Sie schien daran zu arbeiten, was all diese innere Vergessenheit verursacht hatte.
Wir haben mein familiäres Ambiente aufgestellt.
Wir entdeckten die abwesende Mutter und den Vater.
Ich fand mich in einem tödlichen Kreis aus Nichts wieder und stand mit meinem Sohn am Rand, wir beide dem Tode nahe.
Also, wer war meine genetische Mutter, was war mit ihr passiert?
Später fand ich heraus, dass meine leibliche Mutter Pamela hieß.
Sie hatte mich am Ende des Zweiten Weltkriegs gegen ihren Willen weggegeben.
Nach den Therapiesitzungen kam eines zum anderen.
Ich entdeckte, dass ich vier Geschwister hatte.
Ich entdeckte, dass meine Mutter mich liebte und sich nach drei Monaten des Stillens nie von mir trennen wollte.
Wie?
Nun, mein Halbbruder Mark, der Schriftsteller und Opernsänger ist, war so überwältigt, als ich endlich den Mut hatte, ihn zu kontaktieren, dass er einen Artikel für The Jewish Chronicle in Großbritannien schrieb, in dem er meine Geschichte, aber auch die meiner Mutter und seine eigene erzählte.

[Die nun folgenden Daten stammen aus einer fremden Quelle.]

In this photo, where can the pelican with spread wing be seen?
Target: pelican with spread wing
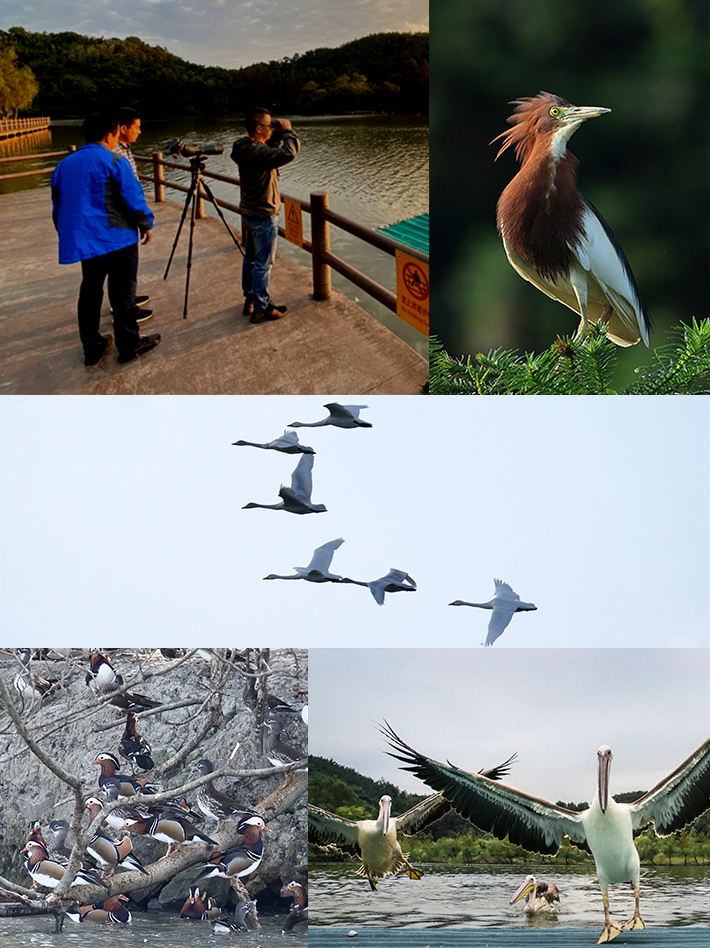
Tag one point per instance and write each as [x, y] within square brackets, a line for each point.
[606, 829]
[375, 841]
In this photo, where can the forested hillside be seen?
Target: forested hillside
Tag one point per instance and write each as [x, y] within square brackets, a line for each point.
[78, 74]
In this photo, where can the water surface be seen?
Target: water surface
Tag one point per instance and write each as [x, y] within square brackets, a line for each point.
[478, 896]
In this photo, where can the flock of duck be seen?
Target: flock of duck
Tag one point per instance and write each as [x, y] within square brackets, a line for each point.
[174, 823]
[606, 829]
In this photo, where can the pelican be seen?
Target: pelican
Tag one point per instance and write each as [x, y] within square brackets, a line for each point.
[297, 497]
[288, 443]
[606, 828]
[539, 896]
[504, 603]
[375, 841]
[395, 581]
[341, 416]
[317, 570]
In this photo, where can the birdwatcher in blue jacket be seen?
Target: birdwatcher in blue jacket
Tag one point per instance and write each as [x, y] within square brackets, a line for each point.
[99, 210]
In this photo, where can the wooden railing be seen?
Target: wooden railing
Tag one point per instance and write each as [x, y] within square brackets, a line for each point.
[322, 257]
[20, 126]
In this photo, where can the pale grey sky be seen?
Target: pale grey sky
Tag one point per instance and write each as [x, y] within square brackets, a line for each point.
[474, 708]
[121, 518]
[229, 33]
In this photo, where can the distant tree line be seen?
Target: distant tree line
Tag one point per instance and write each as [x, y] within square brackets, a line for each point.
[452, 839]
[18, 85]
[77, 74]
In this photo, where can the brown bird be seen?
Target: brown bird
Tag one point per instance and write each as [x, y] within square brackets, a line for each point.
[553, 236]
[108, 910]
[134, 747]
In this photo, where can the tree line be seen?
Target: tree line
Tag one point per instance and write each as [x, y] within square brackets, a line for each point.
[78, 74]
[452, 839]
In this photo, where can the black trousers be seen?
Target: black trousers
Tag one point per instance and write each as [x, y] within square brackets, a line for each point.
[121, 268]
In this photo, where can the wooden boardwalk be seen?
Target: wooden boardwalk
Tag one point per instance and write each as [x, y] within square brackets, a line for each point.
[327, 348]
[669, 937]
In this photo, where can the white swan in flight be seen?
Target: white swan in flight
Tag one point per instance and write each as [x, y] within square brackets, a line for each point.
[318, 570]
[504, 604]
[297, 497]
[395, 581]
[342, 416]
[288, 443]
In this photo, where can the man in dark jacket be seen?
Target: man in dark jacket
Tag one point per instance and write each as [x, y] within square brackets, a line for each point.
[260, 204]
[99, 209]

In seinem Artikel sagte er, dass er und seine Geschwister immer von mir gewusst hättten, dass Pam, meine Mutter, mich nie vergessen und ihr ganzes Leben lang bereut habe, mich verloren zu haben.
Der Artikel heißt:
Dieses Ergebnis ergab sich aus der Arbeit mit Christine
Es öffnete eine Tür, sie führte mich zum Verstehen,
klärte innere Verwirrung auf und gab mir etwas zurück
die Kraft und Selbstliebe, die ich verloren hatte.
Ich war nicht mehr verzweifelt.
Ich war nicht mehr verwirrt.
Ich hatte nicht länger das Gefühl, dass mein Leben ständig in Gefahr war, oder ich hatte dieses Gefühl von Panik und Verlust in meinem Herzen und meiner Seele.
Ich war nicht länger in einer spaltenden Realität.